At first all the functions will be explained for lazy exclusion. Then there's
a section about how much memory
needs every data structure and every order, and how it's managed. After
this there's a section about full exclusion
which shows how to make ppmc with full exclusions, from the code already
done. Also I talk about a fast order-3 hashed
ppmc implementation, which is as fast as order-2 but achieving more compression
(not as much as real order-3 of course). At the end of the article you
may find the
results of different
ppmc implementations, in both compression and speed. The algorithm is explained
in the way I found easier to understand, the basic order-0 is explained,
then the concept "context" is used order-1. We make order-2 from order-1
using linked lists for probabilities, and a hash table for contexts. Based
on order-2 we make both order-3 and order-4, which are a natural extension,
using a hash table and linked lists for storing the contexts.
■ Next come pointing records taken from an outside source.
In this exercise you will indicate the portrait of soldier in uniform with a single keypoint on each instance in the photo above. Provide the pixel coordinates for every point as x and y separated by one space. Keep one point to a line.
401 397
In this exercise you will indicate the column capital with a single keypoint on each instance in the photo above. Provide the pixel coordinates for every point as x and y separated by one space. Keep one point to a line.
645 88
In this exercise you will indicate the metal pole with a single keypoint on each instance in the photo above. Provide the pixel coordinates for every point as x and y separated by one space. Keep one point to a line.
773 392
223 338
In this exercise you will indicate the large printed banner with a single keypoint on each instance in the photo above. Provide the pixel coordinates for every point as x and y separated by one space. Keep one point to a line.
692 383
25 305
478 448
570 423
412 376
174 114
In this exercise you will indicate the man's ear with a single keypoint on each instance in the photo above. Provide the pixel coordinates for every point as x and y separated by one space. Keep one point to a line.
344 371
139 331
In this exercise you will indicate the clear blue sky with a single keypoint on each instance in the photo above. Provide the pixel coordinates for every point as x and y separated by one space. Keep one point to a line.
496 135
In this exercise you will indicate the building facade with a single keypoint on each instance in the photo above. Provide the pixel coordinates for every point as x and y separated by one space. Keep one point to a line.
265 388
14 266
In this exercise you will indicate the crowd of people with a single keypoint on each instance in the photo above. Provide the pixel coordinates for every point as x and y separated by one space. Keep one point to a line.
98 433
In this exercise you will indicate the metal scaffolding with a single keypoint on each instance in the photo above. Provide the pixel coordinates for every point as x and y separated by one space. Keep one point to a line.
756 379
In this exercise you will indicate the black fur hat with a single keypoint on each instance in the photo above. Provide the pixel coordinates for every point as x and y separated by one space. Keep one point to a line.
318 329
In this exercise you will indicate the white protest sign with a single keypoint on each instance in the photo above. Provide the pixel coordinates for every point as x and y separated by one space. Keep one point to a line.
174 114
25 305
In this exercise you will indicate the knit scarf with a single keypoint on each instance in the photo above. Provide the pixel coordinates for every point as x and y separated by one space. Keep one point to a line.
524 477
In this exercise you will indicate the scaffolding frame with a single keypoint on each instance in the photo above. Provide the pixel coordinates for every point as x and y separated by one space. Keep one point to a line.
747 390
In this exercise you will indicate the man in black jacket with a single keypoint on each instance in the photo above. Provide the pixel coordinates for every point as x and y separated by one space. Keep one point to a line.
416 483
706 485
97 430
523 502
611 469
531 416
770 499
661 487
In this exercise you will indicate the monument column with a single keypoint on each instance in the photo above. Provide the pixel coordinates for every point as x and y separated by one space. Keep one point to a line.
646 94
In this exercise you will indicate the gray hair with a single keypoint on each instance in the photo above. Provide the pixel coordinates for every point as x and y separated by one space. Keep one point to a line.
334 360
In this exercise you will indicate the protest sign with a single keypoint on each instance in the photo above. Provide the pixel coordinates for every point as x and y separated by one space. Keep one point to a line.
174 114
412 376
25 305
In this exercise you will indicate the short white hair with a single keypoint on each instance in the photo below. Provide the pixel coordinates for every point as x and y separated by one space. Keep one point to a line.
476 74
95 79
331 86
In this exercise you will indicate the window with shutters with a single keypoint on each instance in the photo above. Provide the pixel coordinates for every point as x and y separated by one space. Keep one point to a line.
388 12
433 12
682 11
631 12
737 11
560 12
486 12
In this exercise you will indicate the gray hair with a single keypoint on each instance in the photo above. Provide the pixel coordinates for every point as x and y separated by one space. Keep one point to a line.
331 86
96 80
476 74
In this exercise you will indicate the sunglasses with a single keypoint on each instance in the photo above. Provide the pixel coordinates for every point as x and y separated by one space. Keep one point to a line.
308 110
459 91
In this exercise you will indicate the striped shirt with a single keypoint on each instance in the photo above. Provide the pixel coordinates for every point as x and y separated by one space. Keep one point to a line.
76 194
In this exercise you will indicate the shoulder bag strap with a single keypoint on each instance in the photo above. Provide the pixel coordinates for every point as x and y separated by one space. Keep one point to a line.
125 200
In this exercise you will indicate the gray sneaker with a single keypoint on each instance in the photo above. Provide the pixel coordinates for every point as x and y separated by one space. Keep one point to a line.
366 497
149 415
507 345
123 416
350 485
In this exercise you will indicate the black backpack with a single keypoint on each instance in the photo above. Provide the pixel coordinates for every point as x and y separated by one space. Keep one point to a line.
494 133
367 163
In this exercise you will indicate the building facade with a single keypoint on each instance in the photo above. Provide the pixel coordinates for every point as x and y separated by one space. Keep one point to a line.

Every concept
is based on the previous, and thus I don't add difficulties to the already
complex process of learning.
Ppmc, history review and data structures
used
Prediction by Partial Matching is the Markovian model which achieves higher compression. Markovian models are those who have the Markov property: the probability of the current symbol only depends on the symbols which appeared before. Due to the increasing power and memory available in today's machines some ppm implementations are practical. Some others are not like the actual state of art in lossless text compression: ppmz2 by Charles Bloom. Other states of art are CTW [13] and the switching schemes of Paul Volf (though nowadays they are still hardly know). The main programming difficulty of ppm models is the data structure that holds all the contexts to be used. The first data structure used was the context trie in [3] or [4]. The context trie uses a linked list for every order. In every node there's a byte and its count, and pointer to the next element in a linked list containing the rest of the bytes under that context. For traversing the structure there's a pointer to the next higher order, obviously at the root of the tree you can find order-0. Optionally (for higher speed) there's another pointer to the next lower order (used when escaping). This data structure is used for bounded (limited) orders of a length of 5 or so. But for unbounded orders (that is, of non previously chosen length), which are very long, this is not satisfactory due to the high memory usage.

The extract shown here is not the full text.